Robert Webb, “John the Baptist and his Relationship to Jesus,” in B. Chilton and C.A. Evans (eds.), Studying the Historical Jesus (Leiden:  Brill, 1994), pp. 179-230.]  
In the context of the Baptist’s highly public ministry, Jesus shared the apocalyptic framework of John’s work, but gradually realized that the power of God’s reign was already available for the suffering ones, through his own compassionate voice and touch.  Long after both men were dead, and probably toward the second generation of Jesus followers, Christians had developed a view of John’s subordination to Jesus the Messiah, and that is made clear – though with somewhat inconsistent variations in detail – at the beginnings of all the mainline Gospels.  

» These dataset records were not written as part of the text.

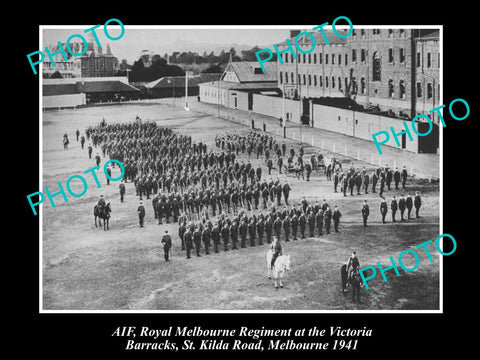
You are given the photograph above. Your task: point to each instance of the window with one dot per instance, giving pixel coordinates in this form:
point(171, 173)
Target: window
point(419, 90)
point(429, 91)
point(390, 55)
point(402, 89)
point(391, 92)
point(377, 67)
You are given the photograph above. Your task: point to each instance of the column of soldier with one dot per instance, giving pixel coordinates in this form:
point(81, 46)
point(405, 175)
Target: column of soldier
point(188, 183)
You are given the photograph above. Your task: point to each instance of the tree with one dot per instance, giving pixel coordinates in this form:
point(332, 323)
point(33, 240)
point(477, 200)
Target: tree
point(56, 75)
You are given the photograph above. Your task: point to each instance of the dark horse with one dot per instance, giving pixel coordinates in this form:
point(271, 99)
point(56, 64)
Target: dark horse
point(354, 281)
point(102, 213)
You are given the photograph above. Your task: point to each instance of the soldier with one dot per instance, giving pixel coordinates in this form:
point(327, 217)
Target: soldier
point(365, 212)
point(268, 228)
point(122, 190)
point(206, 239)
point(374, 181)
point(141, 213)
point(302, 221)
point(401, 207)
point(396, 178)
point(366, 181)
point(409, 204)
point(286, 227)
point(181, 233)
point(383, 209)
point(188, 237)
point(251, 231)
point(243, 228)
point(319, 221)
point(260, 230)
point(417, 202)
point(167, 244)
point(328, 219)
point(393, 207)
point(336, 217)
point(277, 226)
point(311, 223)
point(215, 235)
point(225, 235)
point(336, 179)
point(294, 225)
point(197, 240)
point(234, 235)
point(404, 177)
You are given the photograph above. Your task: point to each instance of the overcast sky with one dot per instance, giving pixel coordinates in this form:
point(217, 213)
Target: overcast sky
point(167, 40)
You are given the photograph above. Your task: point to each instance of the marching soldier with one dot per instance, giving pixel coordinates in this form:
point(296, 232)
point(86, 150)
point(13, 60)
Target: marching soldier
point(167, 244)
point(141, 213)
point(401, 207)
point(409, 204)
point(336, 217)
point(417, 202)
point(394, 207)
point(365, 212)
point(383, 209)
point(328, 219)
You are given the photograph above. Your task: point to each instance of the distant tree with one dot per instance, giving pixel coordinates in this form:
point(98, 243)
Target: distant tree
point(213, 69)
point(56, 75)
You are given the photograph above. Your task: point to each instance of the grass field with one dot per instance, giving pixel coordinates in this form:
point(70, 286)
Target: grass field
point(86, 268)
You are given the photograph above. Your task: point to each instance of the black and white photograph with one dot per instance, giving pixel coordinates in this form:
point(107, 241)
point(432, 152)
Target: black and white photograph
point(241, 169)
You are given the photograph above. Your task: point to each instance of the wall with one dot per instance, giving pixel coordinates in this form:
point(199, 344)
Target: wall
point(69, 100)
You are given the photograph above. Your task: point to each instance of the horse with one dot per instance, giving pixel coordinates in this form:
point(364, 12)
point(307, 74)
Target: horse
point(354, 281)
point(282, 263)
point(102, 213)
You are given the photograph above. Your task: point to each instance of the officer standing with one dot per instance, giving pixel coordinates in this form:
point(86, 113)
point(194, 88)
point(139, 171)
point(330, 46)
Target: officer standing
point(394, 207)
point(417, 202)
point(336, 217)
point(141, 213)
point(167, 244)
point(383, 209)
point(365, 212)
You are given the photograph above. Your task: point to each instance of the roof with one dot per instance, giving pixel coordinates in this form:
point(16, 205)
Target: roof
point(245, 71)
point(179, 81)
point(319, 39)
point(88, 87)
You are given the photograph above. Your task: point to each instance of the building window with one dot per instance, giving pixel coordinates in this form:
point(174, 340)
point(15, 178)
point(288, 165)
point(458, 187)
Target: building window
point(377, 67)
point(429, 91)
point(391, 92)
point(419, 90)
point(402, 89)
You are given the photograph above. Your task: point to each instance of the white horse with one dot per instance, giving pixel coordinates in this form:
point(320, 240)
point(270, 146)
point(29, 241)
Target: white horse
point(282, 263)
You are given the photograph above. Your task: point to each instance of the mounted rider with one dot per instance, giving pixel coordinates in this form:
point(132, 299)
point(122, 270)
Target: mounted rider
point(276, 248)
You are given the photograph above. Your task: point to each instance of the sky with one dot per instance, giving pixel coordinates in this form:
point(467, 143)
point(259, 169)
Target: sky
point(166, 40)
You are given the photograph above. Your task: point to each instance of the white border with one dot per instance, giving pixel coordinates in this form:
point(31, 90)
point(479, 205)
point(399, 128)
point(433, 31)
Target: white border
point(242, 27)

Graham Stanton concludes his discussion of John the Baptist with an observation about the greatest difference between Jesus and John.  Unlike Jesus, John was not acclaimed by his disciples as raised from the dead (though Herod heard rumors of such a thing, Matthew 14:1-2).  Thus John gradually became only a page in history while Jesus became the “one more powerful than” he – and much more!  Stanton, p. 189.